McDonald’s first teaching experience was at the then David Rose Community High School in West Ruimveldt. Upon entry to the profession she was convinced that she was merely “killing time” until she would have attained the age to venture into a more preferable profession.
She was however assured since then by an Education Officer that she would learn to love being a teacher.
Twenty-seven years later and McDonald is still very much involved in the profession she entered at the tender age of 14. Like she was told many years ago, McDonald admitted during an interview that she has nothing but love for what she does.
She spoke of the various experiences that she has had with her students and pupils over the years.

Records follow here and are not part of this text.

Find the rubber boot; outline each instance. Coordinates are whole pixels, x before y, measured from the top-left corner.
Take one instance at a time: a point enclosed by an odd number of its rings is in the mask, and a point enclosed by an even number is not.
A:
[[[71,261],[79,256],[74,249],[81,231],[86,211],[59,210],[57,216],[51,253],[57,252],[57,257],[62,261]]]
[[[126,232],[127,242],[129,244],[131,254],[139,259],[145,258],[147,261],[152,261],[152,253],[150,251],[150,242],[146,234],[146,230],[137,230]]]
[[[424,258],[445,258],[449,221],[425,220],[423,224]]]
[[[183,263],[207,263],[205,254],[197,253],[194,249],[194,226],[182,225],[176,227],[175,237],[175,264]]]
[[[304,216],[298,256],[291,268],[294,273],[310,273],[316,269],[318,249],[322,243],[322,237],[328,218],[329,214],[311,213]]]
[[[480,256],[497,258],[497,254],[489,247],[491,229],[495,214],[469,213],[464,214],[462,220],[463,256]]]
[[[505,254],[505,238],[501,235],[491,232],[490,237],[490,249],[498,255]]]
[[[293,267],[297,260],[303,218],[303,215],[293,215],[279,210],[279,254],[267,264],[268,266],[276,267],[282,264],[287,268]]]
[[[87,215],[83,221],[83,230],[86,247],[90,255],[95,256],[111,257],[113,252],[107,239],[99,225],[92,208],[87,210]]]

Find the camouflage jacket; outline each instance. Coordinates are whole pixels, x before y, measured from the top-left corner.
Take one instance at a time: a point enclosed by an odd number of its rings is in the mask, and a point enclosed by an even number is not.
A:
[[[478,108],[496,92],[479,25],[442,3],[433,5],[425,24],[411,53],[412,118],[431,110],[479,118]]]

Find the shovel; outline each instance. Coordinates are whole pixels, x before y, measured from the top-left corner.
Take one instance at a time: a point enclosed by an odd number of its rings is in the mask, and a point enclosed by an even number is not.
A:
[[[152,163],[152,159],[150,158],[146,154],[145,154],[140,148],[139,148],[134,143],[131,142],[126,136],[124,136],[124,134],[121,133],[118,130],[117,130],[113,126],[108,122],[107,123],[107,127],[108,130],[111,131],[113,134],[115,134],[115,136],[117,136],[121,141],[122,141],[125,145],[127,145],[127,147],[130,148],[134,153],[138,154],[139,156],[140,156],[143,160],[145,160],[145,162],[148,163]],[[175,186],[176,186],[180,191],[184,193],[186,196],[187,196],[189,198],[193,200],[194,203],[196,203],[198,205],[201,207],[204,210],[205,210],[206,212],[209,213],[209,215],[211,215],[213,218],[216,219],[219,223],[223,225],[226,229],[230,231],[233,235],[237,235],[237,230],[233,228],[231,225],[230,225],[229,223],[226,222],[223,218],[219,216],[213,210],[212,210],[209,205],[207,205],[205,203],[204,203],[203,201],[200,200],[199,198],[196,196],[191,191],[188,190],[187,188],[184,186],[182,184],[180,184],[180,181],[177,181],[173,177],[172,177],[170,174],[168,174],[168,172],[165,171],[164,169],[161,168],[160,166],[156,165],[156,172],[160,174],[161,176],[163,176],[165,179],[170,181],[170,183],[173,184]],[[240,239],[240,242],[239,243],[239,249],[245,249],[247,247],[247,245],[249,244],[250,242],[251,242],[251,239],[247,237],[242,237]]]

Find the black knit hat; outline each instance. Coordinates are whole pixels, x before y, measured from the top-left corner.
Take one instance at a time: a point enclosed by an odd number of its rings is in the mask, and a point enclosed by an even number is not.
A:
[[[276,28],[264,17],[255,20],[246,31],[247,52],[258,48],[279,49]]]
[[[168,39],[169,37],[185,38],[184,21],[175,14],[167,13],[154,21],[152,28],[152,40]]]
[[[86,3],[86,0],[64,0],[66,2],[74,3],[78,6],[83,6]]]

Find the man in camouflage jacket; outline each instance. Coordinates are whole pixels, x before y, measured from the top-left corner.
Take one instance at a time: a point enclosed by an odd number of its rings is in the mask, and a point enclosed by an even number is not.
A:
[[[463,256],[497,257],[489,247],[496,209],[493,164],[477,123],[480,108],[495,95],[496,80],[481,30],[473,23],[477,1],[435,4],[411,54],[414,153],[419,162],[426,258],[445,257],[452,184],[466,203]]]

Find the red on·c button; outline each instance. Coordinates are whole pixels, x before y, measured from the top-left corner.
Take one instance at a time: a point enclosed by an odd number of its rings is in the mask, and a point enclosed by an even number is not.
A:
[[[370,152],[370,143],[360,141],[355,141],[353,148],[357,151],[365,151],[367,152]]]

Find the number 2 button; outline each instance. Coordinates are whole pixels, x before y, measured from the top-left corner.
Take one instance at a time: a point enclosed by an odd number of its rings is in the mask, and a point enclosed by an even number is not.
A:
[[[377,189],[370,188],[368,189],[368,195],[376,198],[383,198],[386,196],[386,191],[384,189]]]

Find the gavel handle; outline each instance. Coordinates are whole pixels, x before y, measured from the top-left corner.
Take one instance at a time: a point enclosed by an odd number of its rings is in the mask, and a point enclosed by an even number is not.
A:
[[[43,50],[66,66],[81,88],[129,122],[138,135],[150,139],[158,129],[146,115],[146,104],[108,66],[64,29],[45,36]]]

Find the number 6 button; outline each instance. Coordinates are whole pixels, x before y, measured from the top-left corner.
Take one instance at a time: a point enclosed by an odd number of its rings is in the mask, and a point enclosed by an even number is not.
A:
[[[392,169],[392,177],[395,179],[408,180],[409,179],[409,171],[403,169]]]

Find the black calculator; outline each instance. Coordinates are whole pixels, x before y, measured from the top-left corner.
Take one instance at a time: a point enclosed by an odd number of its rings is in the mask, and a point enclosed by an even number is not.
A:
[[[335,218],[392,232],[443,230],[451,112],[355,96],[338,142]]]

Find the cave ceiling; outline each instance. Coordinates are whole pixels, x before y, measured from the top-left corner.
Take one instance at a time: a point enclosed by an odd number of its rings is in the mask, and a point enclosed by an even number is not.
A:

“I wouldn’t trade this profession as a teacher for anything else; I have forgotten completely that I never wanted to become a teacher,” related McDonald as she added, “If I were to look at it by salary then I would have been out of teaching a long, long time ago; you get your satisfaction from the students you teach…when you teach and at the end of that lesson you see smiles on your children’s faces that suggest that they enjoyed the lesson, that gives you a deep sense of satisfaction.”
Although she has since been seconded to the GTU because of her union involvement, she asserted that “I really enjoyed my stay in the classroom…I really enjoyed working with children and even now while I am not in the classroom I still find time to talk to young people…I would go to schools and have talks at schools.”
According to the mother of one son, who has been able to balance her teaching career with trade union work, “I find quite a lot of joy in talking to children because many of our children are looking for direction. They are looking for someone for direction, and if they don’t find it in the home then they look for it in school…when they don’t find it in the school then obviously they will look elsewhere [and] sometimes not the places we want them to go,” McDonald said.
But despite “enjoying being a teacher and giving to children the kind of attention that they so need,” McDonald had long recognised that she had so much more to give. It was for this reason that she embraced the life of a trade unionist.
Although she started off as a mere branch representative, she recalled that by 2006 she was elected the youngest General Secretary in the movement after competing against a number of seasoned trade unionists within the GTU. She has served as General Secretary under three union presidents – Colwyn King, Colin Bynoe and the current President, Mark Lyte.
But she did not stop there. Last year, McDonald made history yet again in the trade union movement when she competed, yet again, against seasoned opponents and secured the place as President of the GTUC. This achievement saw her becoming the second woman to become president of this union. She also took her union involvement to another level when she was elected to serve as the Third Vice President of the Caribbean Union of Teachers.
McDonald continues to prove herself a crucial asset and has plans to make major changes along the way that can be sustained by others who will follow in her footsteps.